Best way to deal with thread specific workspace - Page 2

Plagne__Laurent · ‎12-01-2013

Dear TBB experts !

I would like to know what is the best solution to the following simple problem. I want to perfom a parallel_for with a work functor that requires some workspace (e.g. an array that should not be accessed concurently.

1) The simplest solution is to use an automatic vector inside the () operator of my functor

struct WorkFunctor{

void operator()(block_range..){

std::vector<double> workspace(2048);

... do some work
}
};

Unfortunately, for small granularity, this solution is slow because of the time consumed for allocating/deallocating the workspace array.

2) I may improve the situation be using tbb scalable allocator

struct WorkFunctor{
void operator()(block_range..){
std::vector<double,tbb::cache_aligned_allocator<double> > workspace(2048);

... do some work
}
};

3) I improve a bit the perf by using static size array, be I have to be very carefull with the

stack size per thread (I have encountered erratic bugs due to this issue).

struct WorkFunctor{
void operator()(block_range..){
double workspace[2048];

... do some work
}
};

4) I wonder if the use of thread specific storage is the appropriate solution (tbb::enumerable_thread_specific). I found very few examples for this.

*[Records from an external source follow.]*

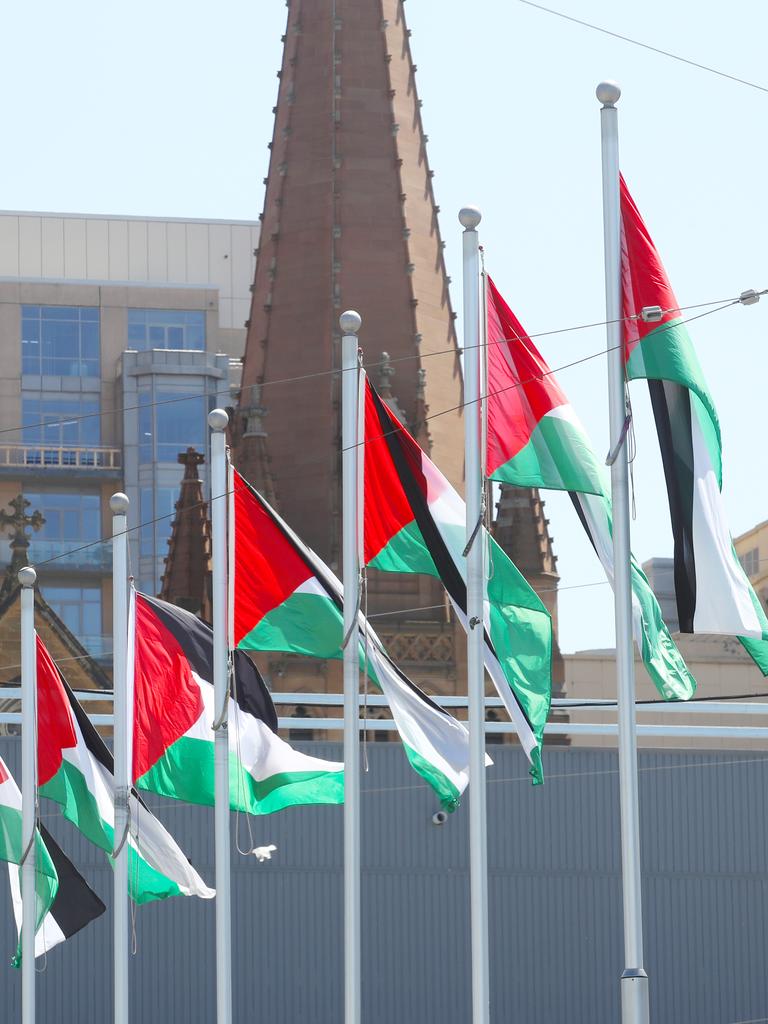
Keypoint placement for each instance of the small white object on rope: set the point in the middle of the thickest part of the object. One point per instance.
(262, 853)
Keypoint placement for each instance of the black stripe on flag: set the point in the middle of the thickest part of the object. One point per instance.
(76, 904)
(673, 415)
(196, 639)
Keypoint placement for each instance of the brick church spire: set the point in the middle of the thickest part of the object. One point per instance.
(186, 580)
(349, 221)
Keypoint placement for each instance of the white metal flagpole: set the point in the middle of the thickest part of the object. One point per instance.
(469, 217)
(119, 505)
(634, 979)
(217, 421)
(350, 323)
(27, 578)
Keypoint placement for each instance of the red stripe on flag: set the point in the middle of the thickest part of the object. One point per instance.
(55, 731)
(267, 566)
(387, 510)
(166, 698)
(521, 389)
(644, 281)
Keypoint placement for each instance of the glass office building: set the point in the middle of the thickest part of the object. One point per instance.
(119, 335)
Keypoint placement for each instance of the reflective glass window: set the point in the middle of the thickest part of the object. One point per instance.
(79, 608)
(167, 329)
(69, 516)
(60, 420)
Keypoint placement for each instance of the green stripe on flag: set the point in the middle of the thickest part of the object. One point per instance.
(305, 624)
(70, 790)
(668, 354)
(557, 456)
(406, 552)
(186, 772)
(443, 787)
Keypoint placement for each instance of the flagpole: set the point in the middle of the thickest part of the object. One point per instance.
(119, 505)
(218, 421)
(469, 217)
(634, 983)
(350, 323)
(27, 578)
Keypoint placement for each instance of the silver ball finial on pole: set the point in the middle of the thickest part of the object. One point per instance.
(119, 504)
(27, 577)
(608, 92)
(350, 322)
(469, 217)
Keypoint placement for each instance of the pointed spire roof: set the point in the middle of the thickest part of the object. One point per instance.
(186, 581)
(349, 221)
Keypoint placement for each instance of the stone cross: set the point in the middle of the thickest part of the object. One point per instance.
(18, 520)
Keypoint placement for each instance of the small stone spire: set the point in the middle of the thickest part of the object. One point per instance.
(186, 581)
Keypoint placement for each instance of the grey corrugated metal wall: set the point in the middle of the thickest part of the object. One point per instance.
(555, 903)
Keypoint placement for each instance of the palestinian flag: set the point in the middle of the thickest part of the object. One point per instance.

Thank you in advance for your help.

Plagne__Laurent · ‎12-11-2013

Thank you again for your support !

I confess that I was not able to follow the last posts about TLC (?) flying a little far above my head ;)

As a non TBB expert my conclusions would be :

* The normal-safe pattern to deal with temporary workspace is to use automatic vector variables defined in the scope of the functor operator() together with the scalable tbb allocator. In most cases, the allocation cost should be negligible.

* In order to remove completely the allocation cost, one could consider to use the TLS tbb mechanism but this implies to completely control the context of the parallel loop.

At the present time I am not 100% satisfied by these conclusions for two reasons:

* I still don't understand why the TLS construct is unsafe: maybe it is possible to build a simple example where this construct fails. I recall that the workspace obtained by the .local() method does not need to be specifically bounded to a given thread. The only requirement is that the thread calling the local() function gets a private workspace instance (not accessible by other threads during the functor execution).

* I still wonder why my request seems to be so singular: I find rather natural the need for a structured workspace private to each concurrent thread performing a piece of parallel loop. Since I did not found simple and safe tbb construct to fulfill this need neither than a clear explanation why this need is unjustified in tbb documentation, tutorial or forum, I am afraid that my request is based on a personal fundamental misconception of the tbb programming paradigm, or more generally shared memory programming principles...

RafSchietekat · ‎12-11-2013

Have you timed how long it takes to allocate just an array (to avoid initialisation by a vector), and what happens if granularity is increased somewhat?

Maybe with direct knowledge of the application it would be possible to trigger the problem, but it might not be easy, because a thread has to be robbed and then it has to steal from the robber, or a more complicated scenario (no clear opinion at this time about which is the less unlikely). The innermost task assumes it can just overwrite the workspace, but the original task would be sabotaged if that happens. It's not like a cache, or a reduction of a commutative operation, or something else where things may safely happen out of order. Do you want to live in fear that the user of your code uses a nested TBB algorithm and causes this to happen? Or is there a reason why this would be impossible?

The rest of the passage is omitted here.